Summary
- Carbon credits represent one tonne of CO₂ removed or reduced and are increasingly part of Kenya’s climate conversation.
- Katiba Institute and Namati Kenya trained journalists on how to explain these systems and their local implications.
- Proper understanding ensures community participation, transparency, and fair benefits from carbon credit projects.
NAIROBI, Kenya – As climate change continues to impact Kenya, causing droughts, floods, and rising temperatures, carbon credits are becoming a key part of the global fight against greenhouse gas emissions.
Yet, for many Kenyans, these concepts remain confusing.
A recent training organised by Katiba Institute and Namati Kenya in Nakuru aimed to demystify carbon credits, equipping journalists and environmental practitioners with tools to explain them clearly to the public.
What Are Carbon Credits?
Simply put, a carbon credit represents one metric tonne of carbon dioxide (CO₂) removed or reduced from the atmosphere.
These credits can be bought and sold globally, allowing companies and countries to offset emissions by investing in projects like reforestation, renewable energy, and methane capture.
“Despite their scientific basis, carbon credits are often misunderstood, with critics dismissing them as ‘selling air,’” said Emily Kinama of Katiba Institute.
“Journalists and citizens need to understand this so information is shared accurately and communities can make informed decisions.”

Why Kenya Needs to Understand Carbon Credits
- Community land involvement: Many carbon credit projects operate on community land, making local consultation critical to ensure fair benefits.
- Conflict prevention: Excluding communities can lead to disputes that affect project success and credit pricing.
- Climate vulnerability: Kenya contributes little to global greenhouse gas emissions but bears disproportionate climate impacts, highlighting the importance of initiatives like carbon credits.
The training emphasised the polluter pays principle, stressing that developed nations, major contributors to emissions, must support mitigation efforts, including projects benefiting vulnerable countries like Kenya.
How Carbon Credits Work
When companies exceed their CO₂ limits, they can purchase carbon credits from verified projects elsewhere that reduce emissions.
This creates a financial incentive to invest in sustainable solutions globally while offsetting emissions locally.
Participants were also reminded of the global warming process:
- Human activity releases greenhouse gases like CO₂ and methane.
- These gases trap heat, raising temperatures and disrupting weather patterns.
- Africa, including Kenya, faces severe consequences despite minimal emissions contribution.
Why Citizens Should Care
- Economic and environmental benefits: Properly implemented projects can improve local livelihoods and ecosystems.
- Participation in decisions: Understanding carbon credits allows citizens to hold project implementers accountable.
- Transparency: Aligns with the Kenyan Constitution’s requirement for proactive disclosure of environmental decisions.
Ruth Okara of Namati Kenya noted, “Citizens must understand carbon credits so they can engage in climate projects in their areas and ensure local rights are respected.”
Carbon credits are more than a technical tool—they are a mechanism for community empowerment, climate justice, and sustainable development.
In Kenya, climate impacts are already severe.

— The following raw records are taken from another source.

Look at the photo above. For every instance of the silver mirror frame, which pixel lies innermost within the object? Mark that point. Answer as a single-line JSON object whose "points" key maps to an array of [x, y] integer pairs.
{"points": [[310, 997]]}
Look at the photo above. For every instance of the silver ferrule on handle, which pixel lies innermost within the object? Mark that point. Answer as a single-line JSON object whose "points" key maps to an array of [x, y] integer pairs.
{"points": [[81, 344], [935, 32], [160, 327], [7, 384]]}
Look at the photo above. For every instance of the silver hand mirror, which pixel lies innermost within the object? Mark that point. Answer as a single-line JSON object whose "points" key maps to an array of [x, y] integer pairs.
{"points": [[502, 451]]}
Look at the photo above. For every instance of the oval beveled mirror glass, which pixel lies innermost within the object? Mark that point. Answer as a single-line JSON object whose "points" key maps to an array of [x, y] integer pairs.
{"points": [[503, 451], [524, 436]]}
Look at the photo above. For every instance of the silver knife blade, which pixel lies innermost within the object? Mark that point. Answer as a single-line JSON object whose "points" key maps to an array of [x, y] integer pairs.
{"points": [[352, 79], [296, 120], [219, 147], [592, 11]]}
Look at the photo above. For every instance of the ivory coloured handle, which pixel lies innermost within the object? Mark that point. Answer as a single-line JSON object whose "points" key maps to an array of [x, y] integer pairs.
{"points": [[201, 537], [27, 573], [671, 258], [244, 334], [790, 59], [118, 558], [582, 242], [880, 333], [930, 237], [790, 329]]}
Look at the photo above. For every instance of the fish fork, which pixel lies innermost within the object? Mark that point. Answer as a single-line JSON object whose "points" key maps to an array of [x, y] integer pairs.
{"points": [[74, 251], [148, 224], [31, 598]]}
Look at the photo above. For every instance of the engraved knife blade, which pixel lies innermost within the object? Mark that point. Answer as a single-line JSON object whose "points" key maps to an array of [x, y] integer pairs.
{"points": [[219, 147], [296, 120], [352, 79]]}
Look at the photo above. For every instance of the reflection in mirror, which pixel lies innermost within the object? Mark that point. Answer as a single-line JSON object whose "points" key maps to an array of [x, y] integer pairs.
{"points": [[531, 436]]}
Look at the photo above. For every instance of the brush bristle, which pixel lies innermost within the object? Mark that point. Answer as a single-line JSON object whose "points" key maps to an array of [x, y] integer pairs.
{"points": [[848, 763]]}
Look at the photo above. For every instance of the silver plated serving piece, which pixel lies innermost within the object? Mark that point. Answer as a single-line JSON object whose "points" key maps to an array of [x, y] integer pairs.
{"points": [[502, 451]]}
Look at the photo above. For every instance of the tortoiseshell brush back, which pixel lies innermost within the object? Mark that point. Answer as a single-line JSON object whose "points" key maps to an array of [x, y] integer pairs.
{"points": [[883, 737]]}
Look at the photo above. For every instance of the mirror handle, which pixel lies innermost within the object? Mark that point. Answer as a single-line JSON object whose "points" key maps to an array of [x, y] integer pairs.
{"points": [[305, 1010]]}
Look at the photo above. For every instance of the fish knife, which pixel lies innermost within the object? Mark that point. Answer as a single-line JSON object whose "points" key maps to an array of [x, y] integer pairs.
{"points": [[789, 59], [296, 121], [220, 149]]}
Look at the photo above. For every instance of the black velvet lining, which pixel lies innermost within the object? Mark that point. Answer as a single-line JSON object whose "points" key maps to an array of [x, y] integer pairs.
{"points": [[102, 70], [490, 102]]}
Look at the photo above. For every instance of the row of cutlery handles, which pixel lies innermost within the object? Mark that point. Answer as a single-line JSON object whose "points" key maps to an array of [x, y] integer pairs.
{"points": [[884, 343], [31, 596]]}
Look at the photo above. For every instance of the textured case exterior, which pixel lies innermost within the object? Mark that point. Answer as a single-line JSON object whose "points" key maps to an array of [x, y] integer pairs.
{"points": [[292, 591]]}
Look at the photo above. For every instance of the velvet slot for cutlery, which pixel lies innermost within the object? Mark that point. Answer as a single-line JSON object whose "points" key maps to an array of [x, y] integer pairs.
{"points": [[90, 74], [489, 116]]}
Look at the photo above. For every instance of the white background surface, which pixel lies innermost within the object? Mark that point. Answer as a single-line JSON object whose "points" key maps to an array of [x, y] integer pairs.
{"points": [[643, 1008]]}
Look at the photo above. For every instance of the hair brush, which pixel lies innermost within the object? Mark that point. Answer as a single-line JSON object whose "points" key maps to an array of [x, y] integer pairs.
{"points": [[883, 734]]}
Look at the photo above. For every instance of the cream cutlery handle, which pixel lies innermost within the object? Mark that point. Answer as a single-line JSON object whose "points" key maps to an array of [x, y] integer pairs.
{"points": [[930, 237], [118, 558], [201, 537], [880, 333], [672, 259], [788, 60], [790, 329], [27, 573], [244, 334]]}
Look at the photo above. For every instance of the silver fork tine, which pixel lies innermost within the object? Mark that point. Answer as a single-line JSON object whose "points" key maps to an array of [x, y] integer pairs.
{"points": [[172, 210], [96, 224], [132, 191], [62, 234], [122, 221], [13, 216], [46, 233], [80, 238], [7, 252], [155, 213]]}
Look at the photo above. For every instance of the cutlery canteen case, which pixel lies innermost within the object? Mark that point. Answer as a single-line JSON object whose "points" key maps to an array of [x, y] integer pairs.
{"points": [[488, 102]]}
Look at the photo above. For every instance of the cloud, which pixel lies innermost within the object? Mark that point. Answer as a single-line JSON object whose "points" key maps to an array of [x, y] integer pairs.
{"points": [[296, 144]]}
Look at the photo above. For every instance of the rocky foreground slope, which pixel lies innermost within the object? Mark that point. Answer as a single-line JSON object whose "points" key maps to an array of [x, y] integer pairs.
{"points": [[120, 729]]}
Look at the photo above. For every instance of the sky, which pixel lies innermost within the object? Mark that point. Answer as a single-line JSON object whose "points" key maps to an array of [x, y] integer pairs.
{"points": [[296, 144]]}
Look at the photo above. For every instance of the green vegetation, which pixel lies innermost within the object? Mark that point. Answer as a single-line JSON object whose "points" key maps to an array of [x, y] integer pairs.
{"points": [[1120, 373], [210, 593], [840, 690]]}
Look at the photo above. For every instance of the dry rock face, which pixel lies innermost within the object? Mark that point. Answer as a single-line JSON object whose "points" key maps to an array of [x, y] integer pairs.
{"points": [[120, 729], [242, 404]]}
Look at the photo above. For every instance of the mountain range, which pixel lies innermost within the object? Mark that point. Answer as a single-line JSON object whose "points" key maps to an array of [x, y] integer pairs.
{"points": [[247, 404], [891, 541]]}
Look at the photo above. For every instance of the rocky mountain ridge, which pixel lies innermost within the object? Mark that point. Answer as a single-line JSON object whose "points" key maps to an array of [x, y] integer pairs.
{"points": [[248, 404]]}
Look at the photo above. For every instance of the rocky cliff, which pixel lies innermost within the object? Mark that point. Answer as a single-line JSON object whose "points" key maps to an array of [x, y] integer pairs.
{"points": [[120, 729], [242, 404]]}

Recent floods have left almost 50 people dead, displaced hundreds of families, and caused widespread disruption to businesses, livelihoods, and local communities.
These extreme weather events highlight how urgently Kenyans need to understand climate mechanisms like carbon credits.
As the country navigates a changing climate, knowledge about carbon credits, environmental justice, and the polluter pays principle is no longer optional—it’s essential for every Kenyan.
Awareness and participation can help communities benefit from climate initiatives, protect their lands, and build resilience against disasters.